Das sprachliche Weltbild hat in der Linguokulturologie drei Aspekte:
Kognitiver Aspekt, d. h.
das Weltwissen, das sich in der lexischen und
grammatischen Semantik einer Sprache manifestiert;
Axiologischer Aspekt, d. h. ein Wertesystem, das verbal in assoziativen und
konnotativen Wortkomponenten einer Sprache zum Ausdruck kommt;
Motivationspragmatischer
und kommunikativer Aspekt, d. h. Prinzipien des
Redeverhaltens, Stereotype, motivationspragmatische Einstellungen.
Die Methode des Konzeptualisierens, nämlich verschiedene sprachliche Konzepte
einer Kulturgemeinschaft zuzuordnen, ist ebenfalls Instrument des sprachlichen
Weltbildes, das sowohl universal als auch national spezifisch sein kann.

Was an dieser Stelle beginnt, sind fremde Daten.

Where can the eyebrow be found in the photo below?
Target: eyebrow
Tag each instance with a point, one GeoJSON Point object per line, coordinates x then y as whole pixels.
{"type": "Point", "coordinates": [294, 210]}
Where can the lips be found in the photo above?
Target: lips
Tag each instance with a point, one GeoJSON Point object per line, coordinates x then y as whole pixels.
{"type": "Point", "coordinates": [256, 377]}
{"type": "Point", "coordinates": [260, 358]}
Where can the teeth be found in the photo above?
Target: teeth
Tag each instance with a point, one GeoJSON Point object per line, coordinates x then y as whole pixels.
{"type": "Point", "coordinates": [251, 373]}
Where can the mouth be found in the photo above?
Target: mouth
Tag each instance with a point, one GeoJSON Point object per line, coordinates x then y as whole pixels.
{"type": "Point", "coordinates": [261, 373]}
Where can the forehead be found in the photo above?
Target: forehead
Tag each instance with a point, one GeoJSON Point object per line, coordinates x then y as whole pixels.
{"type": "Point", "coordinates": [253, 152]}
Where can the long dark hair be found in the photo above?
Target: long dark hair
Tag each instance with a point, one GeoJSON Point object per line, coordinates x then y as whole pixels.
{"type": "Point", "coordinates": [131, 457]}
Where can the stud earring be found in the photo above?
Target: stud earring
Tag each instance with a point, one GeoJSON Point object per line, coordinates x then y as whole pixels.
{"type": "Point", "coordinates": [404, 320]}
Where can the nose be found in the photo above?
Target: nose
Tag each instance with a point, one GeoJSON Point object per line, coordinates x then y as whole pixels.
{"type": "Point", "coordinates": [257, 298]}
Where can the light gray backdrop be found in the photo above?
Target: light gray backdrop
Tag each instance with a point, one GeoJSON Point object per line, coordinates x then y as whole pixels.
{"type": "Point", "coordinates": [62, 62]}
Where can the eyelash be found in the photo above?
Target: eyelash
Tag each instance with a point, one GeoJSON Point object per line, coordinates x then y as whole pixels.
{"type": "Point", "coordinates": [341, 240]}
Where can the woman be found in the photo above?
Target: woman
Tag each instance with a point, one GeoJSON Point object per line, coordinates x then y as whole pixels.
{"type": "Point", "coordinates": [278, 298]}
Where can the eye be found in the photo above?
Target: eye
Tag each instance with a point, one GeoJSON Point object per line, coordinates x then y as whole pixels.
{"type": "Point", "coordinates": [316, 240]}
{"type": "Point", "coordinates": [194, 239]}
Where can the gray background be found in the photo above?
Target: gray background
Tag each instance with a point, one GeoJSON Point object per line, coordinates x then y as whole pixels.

Die Spezifik
der Nationalsprachen ist wie die Spezifik des nationalen
Bewusstseins durch den
besonderen Inhalt und die spezifische Lebensart, die Bedingungen der Umwelt und
der Gesellschaft, die materielle und geistige Kultur bedingt. Diese Aspekte werden auf
verschiedenen Ebenen der Sprache fixiert.
Somit geht die Linguokulturologie davon aus, dass jede Kulturgemeinschaft über ein
eigenes, national spezifisches sprachliches Weltbild verfügt, welches das Verhältnis
jedes Menschen zu Welt und Natur, zu den Mitmenschen und schließlich zu sich selbst
als Persönlichkeit prägt, wodurch die Verhaltensnormen einschließlich des
sprachlichen Verhaltens des Menschen bestimmt werden.